The 300-lb POTUS stood up from his seat, grabbed the ball and got ready to hurl it towards the waiting Street. At the last minute, however, he surprised everyone when he suddenly turned and threw it at the unsuspecting Johnson. The big right-hander recovered in time to make the catch, and the crowd went wild. Taft came back and did it again in 1911, too, and a tradition was born.
In the decades following Taft, presidents tossed the ball from the stands onto the field, where players would scramble and fight for it. That tradition lasted until Richard Nixon’s administration, when years of mounting injuries sustained by the participants finally became too much. Ronald Reagan ushered in the era of the true first “pitch” at Wrigley Field in 1988, when he became the first president to toe the rubber for his ceremonial Opening Day delivery.
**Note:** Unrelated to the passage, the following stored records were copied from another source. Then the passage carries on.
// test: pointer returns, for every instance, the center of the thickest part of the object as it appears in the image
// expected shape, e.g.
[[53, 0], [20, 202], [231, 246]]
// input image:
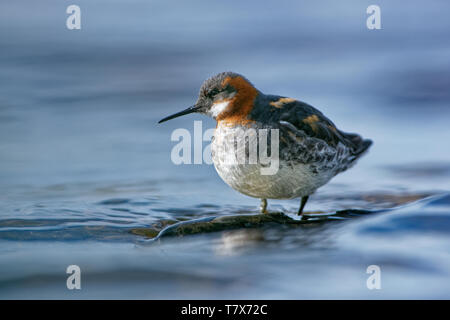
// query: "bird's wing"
[[304, 120]]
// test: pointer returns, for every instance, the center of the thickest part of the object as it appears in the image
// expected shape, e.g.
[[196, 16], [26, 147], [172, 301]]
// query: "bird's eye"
[[213, 92]]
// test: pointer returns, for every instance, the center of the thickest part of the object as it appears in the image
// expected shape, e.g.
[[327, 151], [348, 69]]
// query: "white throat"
[[218, 108]]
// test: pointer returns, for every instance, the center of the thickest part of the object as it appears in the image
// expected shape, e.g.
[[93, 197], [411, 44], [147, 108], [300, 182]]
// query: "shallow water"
[[84, 166]]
In the more than 100 years since, 17 sitting presidents have thrown out the first pitch on Opening Day. Thanks to his unprecedented length of time in office, Franklin D. Roosevelt holds the record, with eight appearances under his belt. Only one sitting president has left office without throwing a first pitch: Jimmy Carter. But Carter eventually crossed this off his list when he did so at Petco Park in 2004.
But perhaps the most famous presidential first pitch wasn’t on Opening Day at all. Before an emotionally-charged Game 3 of the 2001 World Series between the New York Yankees and Arizona Diamondbacks, George W. Bush threw a perfect strike in the Bronx, just six weeks after the 9/11 terrorist attacks.